Con lluvia y tras más de una década de espera, el Bypass de Castro abre en marcha blanca
La vía de 16 kilómetros comenzó a operar este jueves bajo modalidad de marcha blanca. Autoridades advirtieron que restan trabajos en cruces, iluminación y señalización, y llamaron a respetar los límites de velocidad.
El Bypass de Castro entró en operación este jueves bajo modalidad de marcha blanca, en una ceremonia realizada bajo la lluvia y encabezada por el ministro de Transportes y Telecomunicaciones, Louis de Grange, junto a autoridades regionales, provinciales y comunales.
La nueva vía —de 16 kilómetros y trazado bidireccional— busca desviar parte del flujo vehicular que hoy atraviesa el centro de Castro, especialmente el transporte de carga que circula hacia el sur de la Isla Grande.
De Grange señaló que la obra estuvo postergada cerca de 13 años por distintas dificultades y que su habilitación corresponde a una puesta en servicio provisoria. Según indicó, las obras finales deberían concluir en octubre, con atrasos atribuidos a las condiciones climáticas. El secretario de Estado estimó que el bypass reducirá los tiempos de viaje, que actualmente bordean los 45 a 50 minutos, a cerca de la mitad, lo que en su cálculo equivale a unas 200 horas de ahorro anual por usuario.
El ministro atribuyó la demora a trabas regulatorias y afirmó que el Gobierno impulsa una «facilitación regulatoria» para que obras de esta envergadura no superen los cuatro años de ejecución.
Trabajos pendientes y llamados a la seguridad
El delegado presidencial provincial, Fernando Bórquez, precisó que la apertura no cierra el proceso. Informó que el 18 de agosto se realizará una reunión con uniones comunales, alcaldes y concejos de Castro y Chonchi para abordar los puntos críticos que persisten, entre ellos varios cruces y el tránsito peatonal en el sector.
El alcalde de Castro fue enfático al pedir un uso responsable de la vía: «Esto no es una pista de carrera», advirtió, junto con agradecer el trabajo de los funcionarios de Vialidad de la provincia.
Desde Carabineros, el Teniente Coronel de carabineros Joaquín Nazar detalló que el bypass contempla dos zonas de velocidad —60 y 80 kilómetros por hora— y anunció que la institución montará servicios de control de tránsito con fiscalización de velocidad. Recordó que la ruta es bidireccional y que probablemente será muy utilizada por vehículos de carga, lo que aumenta el riesgo. Consultado sobre su categoría, indicó que la vía corresponde a una alternativa a la Ruta 5 y que a futuro empalmará el tramo entre Chacao y Chonchi.
El inspector fiscal de la obra, Percy Ojeda, señaló que restan observaciones y detalles por resolver, pero que lo relativo a seguridad vial ya se encuentra habilitado.
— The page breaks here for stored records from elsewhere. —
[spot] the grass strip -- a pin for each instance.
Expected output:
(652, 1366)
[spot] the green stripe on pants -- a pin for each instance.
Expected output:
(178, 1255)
La última empresa a cargo del contrato fue Besalco-Sacomag.
Reacciones políticas: la doble vía como próxima demanda
El senador Iván Moreira sostuvo que la prioridad ahora es la doble vía y planteó que no puede esperar hasta 2030. Anunció que a partir de septiembre, con la discusión del Presupuesto de la Nación, buscará fortalecer los recursos del Ministerio de Obras Públicas. También llamó a denunciar el uso de la vía para carreras de autos.
El diputado Älex Nahuelquín cuestionó la extensión de los plazos y planteó la necesidad de responsabilizar a empresas que quiebran y reaparecen bajo otro RUT. Además, advirtió que en el sector de Narguitad aún no está demarcado el paso peatonal, situación que dijo haber transmitido al ministro. Kaiul pidió reconocer a los trabajadores de la obra, incluidos quienes sufrieron accidentes durante su construcción.
La diputada Claudia Reyes valoró el avance, aunque coincidió en que restan definiciones en cruces e iluminación.
Fernando Oyarzún, alcalde de Chonchi —comuna por la que también pasa parte del trazado— afirmó que la obra pertenece a toda la provincia y planteó que este tipo de proyectos «no pueden demorarse tantos años». Pidió mayor rigurosidad y fiscalización en las obras futuras, y agilizar los estudios de ingeniería para extender la doble vía hasta Quellón.